Expression of lipogenic genes is upregulated in the heart with exercise training-induced but not pressure overload-induced left ventricular hypertrophy
AJP Endocrinology and Metabolism
Published online on April 30, 2013
Abstract
Cardiac hypertrophy is accompanied by molecular remodeling that affects different cellular pathways, including fatty acid (FA) utilization.

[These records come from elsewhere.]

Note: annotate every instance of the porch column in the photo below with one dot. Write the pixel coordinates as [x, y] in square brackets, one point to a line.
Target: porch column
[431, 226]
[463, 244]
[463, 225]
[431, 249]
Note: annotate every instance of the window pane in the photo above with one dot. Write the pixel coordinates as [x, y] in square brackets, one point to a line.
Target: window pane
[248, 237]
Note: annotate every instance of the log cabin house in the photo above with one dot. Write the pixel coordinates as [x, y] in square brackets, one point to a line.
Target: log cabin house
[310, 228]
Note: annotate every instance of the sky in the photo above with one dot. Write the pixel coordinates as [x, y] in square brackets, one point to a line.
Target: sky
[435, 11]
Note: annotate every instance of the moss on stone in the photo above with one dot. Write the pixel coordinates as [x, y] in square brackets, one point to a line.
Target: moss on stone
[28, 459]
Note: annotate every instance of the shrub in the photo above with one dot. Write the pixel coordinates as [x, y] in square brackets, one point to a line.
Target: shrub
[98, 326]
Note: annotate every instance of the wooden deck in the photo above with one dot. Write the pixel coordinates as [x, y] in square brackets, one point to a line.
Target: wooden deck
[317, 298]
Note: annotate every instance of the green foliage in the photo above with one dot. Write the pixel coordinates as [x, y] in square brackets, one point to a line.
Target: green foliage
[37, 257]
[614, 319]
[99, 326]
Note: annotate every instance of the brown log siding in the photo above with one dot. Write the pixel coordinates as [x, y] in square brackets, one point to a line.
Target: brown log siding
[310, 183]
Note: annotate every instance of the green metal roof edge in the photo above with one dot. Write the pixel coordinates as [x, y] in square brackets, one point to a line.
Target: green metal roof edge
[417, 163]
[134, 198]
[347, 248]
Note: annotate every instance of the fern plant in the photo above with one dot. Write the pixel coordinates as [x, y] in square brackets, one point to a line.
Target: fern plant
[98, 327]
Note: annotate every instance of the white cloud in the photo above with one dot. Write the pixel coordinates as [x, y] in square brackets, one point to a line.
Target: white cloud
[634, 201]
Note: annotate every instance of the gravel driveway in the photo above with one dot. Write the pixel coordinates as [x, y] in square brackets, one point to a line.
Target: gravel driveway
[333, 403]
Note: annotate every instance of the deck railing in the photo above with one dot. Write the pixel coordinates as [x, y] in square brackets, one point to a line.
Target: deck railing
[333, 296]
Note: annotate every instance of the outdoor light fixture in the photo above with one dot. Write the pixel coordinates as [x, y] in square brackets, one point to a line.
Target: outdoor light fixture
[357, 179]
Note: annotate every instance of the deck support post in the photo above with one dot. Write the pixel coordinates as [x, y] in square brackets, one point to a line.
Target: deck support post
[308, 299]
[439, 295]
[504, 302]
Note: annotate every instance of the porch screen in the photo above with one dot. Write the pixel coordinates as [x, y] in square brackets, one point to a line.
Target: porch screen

In the present study, we show that cardiac lipid metabolism is differentially regulated in response to physiological (endurance training) and pathological (abdominal aortic banding, AAB) hypertrophic stimuli. Physiological hypertrophy was accompanied by an increased expression of lipogenic genes and the activation of sterol regulatory element-binding protein 1c (SREBP-1c) and Akt signaling. Additionally, FA oxidation pathways regulated by AMP-activated protein kinase (AMPK) and peroxisome proliferator activated receptor α (PPARα) were induced in trained hearts. Cardiac lipid content was not changed by physiological stimulation, underlining balanced lipid utilization in the trained heart. Moreover, pathological hypertrophy induced the AMPK-regulated oxidative pathway, whereas PPARα and expression of its downstream targets, i.e., acyl-CoA oxidase and carnitine palmitoyltransferase 1, were not affected by AAB. Surprisingly, pathological hypertrophy leads to cardiac triglyceride (TG) and diacylglycerol (DAG) accumulation, although the expression of lipogenic genes and the levels of FA transport proteins (CD36 and FATP) were not changed or reduced when compared with the sham group. A possible explanation for this phenomenon is a decrease in lipolysis, as evidenced by the increased content of adipose triglyceride lipase (ATGL) inhibitor G0S2, the increased phosphorylation of hormone-sensitive lipase (HSL) at Ser565 and decreased protein levels of DAG lipase (DAGL) which attenuate TG and DAG contents. The increased TG and DAG accumulation observed in AAB-induced hypertrophy might have lipotoxic effects, thereby predisposing to cardiomyopathy and heart failure in the future.